Better the Bloodby Michael Bennett
An absorbing, clever debut thriller that speaks to the longstanding injustices faced by New Zealand’s indigenous peoples, by an acclaimed Māori screenwriter and director
A tenacious Māori detective, Hana Westerman juggles single motherhood, endemic prejudice, and the pressures of her career in Auckland CIB. Led to a crime scene by a mysterious video, she discovers a man ritualistically hanging in a secret room and a puzzling inward-curving inscription. Delving into the investigation after a second, apparently unrelated, death, she uncovers a chilling connection to an historic crime: 160 years before, during the brutal and bloody British colonization of New Zealand, a troop of colonial soldiers unjustly executed a Māori Chief.
Hana realizes that the murders are utu—the Māori tradition of rebalancing for the crime committed eight generations ago. There were six soldiers in the British troop, and since descendants of two of the soldiers have been killed, four more potential murders remain.

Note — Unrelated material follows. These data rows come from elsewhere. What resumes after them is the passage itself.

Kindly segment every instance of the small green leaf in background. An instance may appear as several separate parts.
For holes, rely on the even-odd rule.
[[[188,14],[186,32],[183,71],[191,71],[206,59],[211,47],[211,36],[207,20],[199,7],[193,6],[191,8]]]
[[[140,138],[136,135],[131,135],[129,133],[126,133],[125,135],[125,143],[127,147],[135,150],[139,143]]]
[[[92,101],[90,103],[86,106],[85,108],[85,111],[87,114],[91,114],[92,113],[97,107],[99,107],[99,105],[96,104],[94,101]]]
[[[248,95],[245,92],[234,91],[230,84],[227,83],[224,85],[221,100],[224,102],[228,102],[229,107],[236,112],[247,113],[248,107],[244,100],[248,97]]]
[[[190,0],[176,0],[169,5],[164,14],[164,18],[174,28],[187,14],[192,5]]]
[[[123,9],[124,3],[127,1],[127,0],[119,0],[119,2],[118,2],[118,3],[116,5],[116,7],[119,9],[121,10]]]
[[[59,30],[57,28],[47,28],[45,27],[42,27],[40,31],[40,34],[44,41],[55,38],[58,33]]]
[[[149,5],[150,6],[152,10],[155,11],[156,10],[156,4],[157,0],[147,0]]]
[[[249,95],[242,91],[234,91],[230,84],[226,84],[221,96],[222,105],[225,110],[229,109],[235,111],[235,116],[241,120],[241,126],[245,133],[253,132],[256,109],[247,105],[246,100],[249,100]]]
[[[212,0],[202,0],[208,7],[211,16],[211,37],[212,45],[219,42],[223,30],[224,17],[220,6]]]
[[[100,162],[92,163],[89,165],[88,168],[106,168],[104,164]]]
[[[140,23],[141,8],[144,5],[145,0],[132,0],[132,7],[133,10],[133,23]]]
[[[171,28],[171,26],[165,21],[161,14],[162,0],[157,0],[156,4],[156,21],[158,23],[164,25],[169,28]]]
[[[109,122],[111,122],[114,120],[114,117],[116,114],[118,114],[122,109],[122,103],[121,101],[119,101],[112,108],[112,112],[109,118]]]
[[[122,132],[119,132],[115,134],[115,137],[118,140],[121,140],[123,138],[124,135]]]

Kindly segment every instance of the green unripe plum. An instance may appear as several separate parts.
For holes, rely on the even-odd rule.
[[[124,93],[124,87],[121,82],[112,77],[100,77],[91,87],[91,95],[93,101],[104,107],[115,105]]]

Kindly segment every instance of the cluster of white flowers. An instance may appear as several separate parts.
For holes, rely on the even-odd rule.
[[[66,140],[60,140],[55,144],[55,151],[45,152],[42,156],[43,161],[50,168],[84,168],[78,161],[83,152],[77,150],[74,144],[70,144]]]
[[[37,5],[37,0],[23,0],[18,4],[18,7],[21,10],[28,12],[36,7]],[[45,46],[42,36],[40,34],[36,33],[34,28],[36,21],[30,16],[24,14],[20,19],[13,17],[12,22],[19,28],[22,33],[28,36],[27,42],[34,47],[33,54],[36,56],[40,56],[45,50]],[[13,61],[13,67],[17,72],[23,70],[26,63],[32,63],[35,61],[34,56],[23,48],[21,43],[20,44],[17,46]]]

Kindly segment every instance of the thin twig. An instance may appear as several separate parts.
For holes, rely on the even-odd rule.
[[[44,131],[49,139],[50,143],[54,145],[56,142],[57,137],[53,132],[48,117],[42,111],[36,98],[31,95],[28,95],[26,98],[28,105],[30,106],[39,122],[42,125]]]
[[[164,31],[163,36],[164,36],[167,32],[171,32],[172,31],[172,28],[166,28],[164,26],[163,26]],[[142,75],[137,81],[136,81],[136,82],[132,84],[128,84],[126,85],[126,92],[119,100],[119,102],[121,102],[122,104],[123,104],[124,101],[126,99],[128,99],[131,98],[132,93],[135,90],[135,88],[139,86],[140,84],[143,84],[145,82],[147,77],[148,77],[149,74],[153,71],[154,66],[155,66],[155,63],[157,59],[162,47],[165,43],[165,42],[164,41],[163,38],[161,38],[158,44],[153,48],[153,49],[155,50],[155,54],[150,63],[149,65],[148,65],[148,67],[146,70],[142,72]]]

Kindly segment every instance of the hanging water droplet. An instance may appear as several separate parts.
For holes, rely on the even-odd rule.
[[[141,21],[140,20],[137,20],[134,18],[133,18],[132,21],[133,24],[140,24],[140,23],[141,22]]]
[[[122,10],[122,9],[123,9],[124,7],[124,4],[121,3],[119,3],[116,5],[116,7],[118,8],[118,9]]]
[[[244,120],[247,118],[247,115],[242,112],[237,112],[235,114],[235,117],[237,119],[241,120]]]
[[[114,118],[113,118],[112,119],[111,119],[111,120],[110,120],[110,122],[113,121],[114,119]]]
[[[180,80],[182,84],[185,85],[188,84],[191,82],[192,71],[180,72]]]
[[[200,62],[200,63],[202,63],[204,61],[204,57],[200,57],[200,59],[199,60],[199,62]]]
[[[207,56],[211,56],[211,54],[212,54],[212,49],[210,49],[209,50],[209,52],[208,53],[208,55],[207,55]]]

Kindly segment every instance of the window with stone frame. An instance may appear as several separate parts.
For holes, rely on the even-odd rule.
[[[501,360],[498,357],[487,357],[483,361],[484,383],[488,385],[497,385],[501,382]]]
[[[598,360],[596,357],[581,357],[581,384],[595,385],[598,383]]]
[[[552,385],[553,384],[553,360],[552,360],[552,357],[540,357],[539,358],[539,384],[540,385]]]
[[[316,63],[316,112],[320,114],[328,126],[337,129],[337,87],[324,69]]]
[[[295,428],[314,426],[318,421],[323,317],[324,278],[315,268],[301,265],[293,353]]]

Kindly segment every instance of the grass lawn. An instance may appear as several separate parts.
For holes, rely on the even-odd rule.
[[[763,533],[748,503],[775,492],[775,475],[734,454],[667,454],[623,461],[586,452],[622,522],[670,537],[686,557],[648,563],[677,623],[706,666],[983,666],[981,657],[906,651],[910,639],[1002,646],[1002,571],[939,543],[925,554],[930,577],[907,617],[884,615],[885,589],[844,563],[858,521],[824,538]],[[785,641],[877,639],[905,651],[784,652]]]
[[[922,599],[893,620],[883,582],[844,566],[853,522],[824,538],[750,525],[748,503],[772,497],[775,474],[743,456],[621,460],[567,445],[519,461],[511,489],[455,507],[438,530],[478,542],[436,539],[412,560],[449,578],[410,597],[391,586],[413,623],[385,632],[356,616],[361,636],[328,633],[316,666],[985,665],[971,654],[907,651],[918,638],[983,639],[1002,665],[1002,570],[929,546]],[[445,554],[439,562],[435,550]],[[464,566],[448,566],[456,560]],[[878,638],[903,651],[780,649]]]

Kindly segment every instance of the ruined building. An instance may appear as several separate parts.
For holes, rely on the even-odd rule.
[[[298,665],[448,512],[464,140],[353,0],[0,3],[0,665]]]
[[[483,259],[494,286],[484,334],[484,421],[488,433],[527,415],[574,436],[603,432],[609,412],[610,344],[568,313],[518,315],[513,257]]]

Hana is thus hunting New Zealand’s first serial killer.
The pursuit soon becomes frighteningly personal, recalling the painful event, two decades before, when Hana, then a new cop, was part of a police team sent to end by force a land rights occupation by indigenous peoples on the same ancestral mountain where the Chief was killed, calling once more into question her loyalty to her roots. Worse still, a genealogical link to the British soldiers brings the case terrifyingly close to Hana’s own family. Twisty and thought-provoking, Better the Blood is the debut of a remarkable new talent in crime fiction.
Named a Best Book of the Month by Amazon (Mystery, Thriller & Suspense)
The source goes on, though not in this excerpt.